本作には“ノリボケ漫才”を含めた六本の漫才が収録されている。ノリボケ漫才は相変わらず面白く、それでいてやはり記憶に残らない。察するに、僕はそろそろノリボケ漫才のフォーマットに飽き始めているようだ。考えてもみれば、このノリボケ漫才というスタイルは、岩井のボケに澤部が無理矢理に乗っかる様が笑いに繋がっていることが多く、捉え方によっては澤部のリアクション芸を楽しんでいるともいえる。

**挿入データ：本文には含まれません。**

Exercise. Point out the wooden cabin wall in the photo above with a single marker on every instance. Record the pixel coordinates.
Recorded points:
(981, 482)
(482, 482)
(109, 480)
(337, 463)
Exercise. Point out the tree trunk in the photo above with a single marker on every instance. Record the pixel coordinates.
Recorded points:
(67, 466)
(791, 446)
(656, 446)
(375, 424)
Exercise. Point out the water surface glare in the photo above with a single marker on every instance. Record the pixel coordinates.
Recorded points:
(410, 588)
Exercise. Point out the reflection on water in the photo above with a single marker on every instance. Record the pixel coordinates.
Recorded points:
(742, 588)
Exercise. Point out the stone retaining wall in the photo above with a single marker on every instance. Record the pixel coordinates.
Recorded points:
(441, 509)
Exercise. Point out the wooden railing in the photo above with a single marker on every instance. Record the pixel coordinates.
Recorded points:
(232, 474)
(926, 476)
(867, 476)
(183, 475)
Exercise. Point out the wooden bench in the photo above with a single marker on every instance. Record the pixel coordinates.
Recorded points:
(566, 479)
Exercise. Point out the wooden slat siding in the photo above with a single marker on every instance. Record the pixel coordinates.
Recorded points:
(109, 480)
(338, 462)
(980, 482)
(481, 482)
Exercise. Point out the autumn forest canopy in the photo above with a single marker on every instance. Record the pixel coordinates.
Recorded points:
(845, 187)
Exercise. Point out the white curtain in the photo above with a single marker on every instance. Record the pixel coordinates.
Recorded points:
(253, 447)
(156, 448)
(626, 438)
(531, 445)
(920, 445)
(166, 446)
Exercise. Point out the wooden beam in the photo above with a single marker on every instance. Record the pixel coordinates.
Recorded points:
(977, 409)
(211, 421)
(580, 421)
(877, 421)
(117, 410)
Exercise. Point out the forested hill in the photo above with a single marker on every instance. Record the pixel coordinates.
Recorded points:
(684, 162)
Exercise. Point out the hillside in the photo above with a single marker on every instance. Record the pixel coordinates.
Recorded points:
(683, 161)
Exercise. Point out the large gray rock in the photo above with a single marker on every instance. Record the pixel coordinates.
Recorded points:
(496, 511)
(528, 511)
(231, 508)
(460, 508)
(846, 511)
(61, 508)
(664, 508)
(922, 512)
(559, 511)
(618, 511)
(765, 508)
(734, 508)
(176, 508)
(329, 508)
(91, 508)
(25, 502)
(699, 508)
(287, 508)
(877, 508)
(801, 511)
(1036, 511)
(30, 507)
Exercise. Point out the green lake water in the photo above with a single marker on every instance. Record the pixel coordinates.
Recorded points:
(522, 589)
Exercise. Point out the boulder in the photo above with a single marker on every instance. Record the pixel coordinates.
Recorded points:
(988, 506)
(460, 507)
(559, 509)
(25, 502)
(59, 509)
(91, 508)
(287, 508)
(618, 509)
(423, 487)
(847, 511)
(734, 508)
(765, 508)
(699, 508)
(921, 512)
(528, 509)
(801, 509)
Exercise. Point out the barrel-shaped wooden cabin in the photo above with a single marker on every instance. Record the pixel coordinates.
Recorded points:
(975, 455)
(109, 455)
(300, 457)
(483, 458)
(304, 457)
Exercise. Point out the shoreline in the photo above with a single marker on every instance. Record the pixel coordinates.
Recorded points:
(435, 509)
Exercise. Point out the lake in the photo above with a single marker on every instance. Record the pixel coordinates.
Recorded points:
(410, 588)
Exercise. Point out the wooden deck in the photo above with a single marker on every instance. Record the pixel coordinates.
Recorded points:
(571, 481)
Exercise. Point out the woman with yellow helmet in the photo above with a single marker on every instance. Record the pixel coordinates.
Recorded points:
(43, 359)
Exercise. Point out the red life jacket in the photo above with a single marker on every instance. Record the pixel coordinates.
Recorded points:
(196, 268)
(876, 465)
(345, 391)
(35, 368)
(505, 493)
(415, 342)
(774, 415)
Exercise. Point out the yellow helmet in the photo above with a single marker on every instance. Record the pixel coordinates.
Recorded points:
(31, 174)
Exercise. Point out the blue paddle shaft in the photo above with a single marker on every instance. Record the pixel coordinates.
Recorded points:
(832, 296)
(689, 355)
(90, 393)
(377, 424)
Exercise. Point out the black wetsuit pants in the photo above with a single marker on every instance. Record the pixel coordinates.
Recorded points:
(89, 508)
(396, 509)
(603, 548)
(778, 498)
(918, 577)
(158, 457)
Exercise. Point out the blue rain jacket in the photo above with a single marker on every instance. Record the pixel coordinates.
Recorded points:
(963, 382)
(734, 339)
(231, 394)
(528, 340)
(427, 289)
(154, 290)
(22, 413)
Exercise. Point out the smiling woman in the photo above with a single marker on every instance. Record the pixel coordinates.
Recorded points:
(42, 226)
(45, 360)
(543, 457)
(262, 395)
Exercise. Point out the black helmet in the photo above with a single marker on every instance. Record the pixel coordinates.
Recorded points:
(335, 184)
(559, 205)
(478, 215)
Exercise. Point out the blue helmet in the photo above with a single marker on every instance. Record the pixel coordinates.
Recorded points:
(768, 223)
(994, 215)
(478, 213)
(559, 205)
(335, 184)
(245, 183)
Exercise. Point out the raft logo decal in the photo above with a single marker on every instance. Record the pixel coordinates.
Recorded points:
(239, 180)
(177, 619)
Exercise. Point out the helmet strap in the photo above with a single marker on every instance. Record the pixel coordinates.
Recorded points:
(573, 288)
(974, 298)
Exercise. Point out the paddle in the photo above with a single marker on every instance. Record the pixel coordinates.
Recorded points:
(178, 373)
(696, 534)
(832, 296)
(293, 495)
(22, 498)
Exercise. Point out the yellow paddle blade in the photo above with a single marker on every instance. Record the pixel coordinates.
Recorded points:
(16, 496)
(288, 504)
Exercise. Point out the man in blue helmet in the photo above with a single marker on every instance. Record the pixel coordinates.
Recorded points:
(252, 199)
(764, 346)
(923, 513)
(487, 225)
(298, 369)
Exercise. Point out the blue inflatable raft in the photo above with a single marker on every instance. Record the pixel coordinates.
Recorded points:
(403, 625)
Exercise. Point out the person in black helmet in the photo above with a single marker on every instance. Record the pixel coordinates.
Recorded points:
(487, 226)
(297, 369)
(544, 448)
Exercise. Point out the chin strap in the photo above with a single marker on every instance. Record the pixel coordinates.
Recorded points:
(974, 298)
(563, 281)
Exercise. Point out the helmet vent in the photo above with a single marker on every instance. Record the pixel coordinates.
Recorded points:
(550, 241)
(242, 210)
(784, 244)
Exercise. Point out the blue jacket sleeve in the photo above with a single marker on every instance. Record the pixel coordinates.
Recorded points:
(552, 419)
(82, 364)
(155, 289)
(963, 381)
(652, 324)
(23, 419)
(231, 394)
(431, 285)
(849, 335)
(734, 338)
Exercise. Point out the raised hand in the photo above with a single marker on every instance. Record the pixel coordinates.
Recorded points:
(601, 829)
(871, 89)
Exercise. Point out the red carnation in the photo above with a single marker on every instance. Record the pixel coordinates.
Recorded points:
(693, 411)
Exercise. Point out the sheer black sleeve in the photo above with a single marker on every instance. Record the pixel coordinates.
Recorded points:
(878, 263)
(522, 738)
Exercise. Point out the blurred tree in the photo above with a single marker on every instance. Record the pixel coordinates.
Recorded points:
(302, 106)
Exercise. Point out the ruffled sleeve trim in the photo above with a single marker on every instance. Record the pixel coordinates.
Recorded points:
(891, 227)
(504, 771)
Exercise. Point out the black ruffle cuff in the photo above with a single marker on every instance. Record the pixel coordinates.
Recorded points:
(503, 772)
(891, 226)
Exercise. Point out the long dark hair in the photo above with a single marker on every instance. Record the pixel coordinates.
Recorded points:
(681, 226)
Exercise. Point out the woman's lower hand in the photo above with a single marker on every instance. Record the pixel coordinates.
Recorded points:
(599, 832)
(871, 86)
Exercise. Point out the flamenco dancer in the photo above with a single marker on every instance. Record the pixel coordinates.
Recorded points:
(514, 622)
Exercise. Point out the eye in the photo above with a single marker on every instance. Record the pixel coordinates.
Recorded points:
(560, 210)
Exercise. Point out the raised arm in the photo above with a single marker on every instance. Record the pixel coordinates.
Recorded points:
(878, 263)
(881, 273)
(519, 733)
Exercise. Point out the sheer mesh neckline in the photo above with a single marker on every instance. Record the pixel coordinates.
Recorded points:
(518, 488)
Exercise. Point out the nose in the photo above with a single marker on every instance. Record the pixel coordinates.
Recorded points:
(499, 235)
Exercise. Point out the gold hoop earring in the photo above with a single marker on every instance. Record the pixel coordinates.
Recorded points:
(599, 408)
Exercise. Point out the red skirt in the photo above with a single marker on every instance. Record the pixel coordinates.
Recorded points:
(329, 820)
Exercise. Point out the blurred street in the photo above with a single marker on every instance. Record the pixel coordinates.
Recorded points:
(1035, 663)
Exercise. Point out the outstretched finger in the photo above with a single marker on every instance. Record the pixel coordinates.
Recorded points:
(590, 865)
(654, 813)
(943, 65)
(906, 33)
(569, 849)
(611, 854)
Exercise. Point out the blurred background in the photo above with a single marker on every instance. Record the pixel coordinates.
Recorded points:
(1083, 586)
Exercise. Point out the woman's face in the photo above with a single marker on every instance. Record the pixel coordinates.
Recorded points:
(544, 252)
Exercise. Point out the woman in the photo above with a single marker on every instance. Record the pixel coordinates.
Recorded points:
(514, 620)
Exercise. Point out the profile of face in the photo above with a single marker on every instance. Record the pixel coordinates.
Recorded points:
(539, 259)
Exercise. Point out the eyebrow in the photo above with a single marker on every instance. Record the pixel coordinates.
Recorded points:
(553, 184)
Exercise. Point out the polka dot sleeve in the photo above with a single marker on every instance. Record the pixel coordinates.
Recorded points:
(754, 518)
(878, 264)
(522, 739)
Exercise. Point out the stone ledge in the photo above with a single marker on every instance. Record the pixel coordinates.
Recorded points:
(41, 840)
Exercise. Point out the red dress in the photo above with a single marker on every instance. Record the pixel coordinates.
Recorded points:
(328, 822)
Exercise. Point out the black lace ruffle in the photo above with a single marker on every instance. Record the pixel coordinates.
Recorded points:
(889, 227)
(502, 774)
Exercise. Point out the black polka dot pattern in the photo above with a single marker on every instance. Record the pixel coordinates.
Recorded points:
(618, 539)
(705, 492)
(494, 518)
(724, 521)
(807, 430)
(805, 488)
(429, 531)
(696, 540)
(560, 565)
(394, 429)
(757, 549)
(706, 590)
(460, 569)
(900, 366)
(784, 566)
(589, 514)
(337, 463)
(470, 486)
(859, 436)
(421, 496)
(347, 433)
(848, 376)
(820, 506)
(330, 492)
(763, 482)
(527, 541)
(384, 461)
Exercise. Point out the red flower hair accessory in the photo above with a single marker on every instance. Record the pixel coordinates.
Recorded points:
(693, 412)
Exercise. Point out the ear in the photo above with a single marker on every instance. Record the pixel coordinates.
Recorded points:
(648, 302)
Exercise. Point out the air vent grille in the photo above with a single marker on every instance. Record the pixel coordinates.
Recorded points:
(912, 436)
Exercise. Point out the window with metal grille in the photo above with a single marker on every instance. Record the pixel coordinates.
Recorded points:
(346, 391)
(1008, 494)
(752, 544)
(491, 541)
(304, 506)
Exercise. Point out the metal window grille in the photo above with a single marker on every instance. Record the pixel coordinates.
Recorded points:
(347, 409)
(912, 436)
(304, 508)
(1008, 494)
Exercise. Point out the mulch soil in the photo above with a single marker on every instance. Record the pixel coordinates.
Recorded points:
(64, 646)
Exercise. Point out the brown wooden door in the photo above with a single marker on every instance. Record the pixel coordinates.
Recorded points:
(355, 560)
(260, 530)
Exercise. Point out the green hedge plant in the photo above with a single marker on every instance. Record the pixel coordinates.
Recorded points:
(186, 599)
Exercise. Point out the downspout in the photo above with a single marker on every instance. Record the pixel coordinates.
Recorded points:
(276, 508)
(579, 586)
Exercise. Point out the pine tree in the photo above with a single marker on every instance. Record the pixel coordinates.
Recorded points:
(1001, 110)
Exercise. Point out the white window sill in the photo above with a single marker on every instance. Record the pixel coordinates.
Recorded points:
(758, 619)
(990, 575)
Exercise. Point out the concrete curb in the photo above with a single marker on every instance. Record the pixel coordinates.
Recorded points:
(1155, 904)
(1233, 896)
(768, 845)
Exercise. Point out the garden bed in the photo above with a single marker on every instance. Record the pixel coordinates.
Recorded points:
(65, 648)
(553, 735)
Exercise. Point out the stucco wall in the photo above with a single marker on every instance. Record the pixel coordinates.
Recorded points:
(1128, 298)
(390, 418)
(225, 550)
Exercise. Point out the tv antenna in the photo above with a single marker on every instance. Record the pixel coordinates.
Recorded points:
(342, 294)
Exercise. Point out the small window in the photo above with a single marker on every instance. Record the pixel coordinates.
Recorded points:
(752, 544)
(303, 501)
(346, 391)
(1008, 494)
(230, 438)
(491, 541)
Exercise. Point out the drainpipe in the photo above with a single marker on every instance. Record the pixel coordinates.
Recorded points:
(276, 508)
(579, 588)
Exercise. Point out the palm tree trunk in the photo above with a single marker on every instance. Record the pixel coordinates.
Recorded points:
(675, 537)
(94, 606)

つまり、澤部のキャラクターに飽きが生じると、また漫才にも飽きてくるという……悪い循環だ。そんな状況を知ってか知らずか、本作ではノリボケ漫才のフォーマットに捉われない漫才も演じられている。『お化け屋敷』と『遺書』の二本だ。どちらも、テンポはノリボケ漫才のそれに似ているのだが、内容はきちんとオーソドックスな漫才として成立している。ノリボケ漫才ではスルーされがちだった岩井のボケも、ちゃんと面白い。特に『遺書』は、遺書を書いてきたという設定もさることながら、全体的に薄暗いボケが散りばめられていて、それまであまり見たことのなかった岩井のダウナーな部分を楽しむことが出来た。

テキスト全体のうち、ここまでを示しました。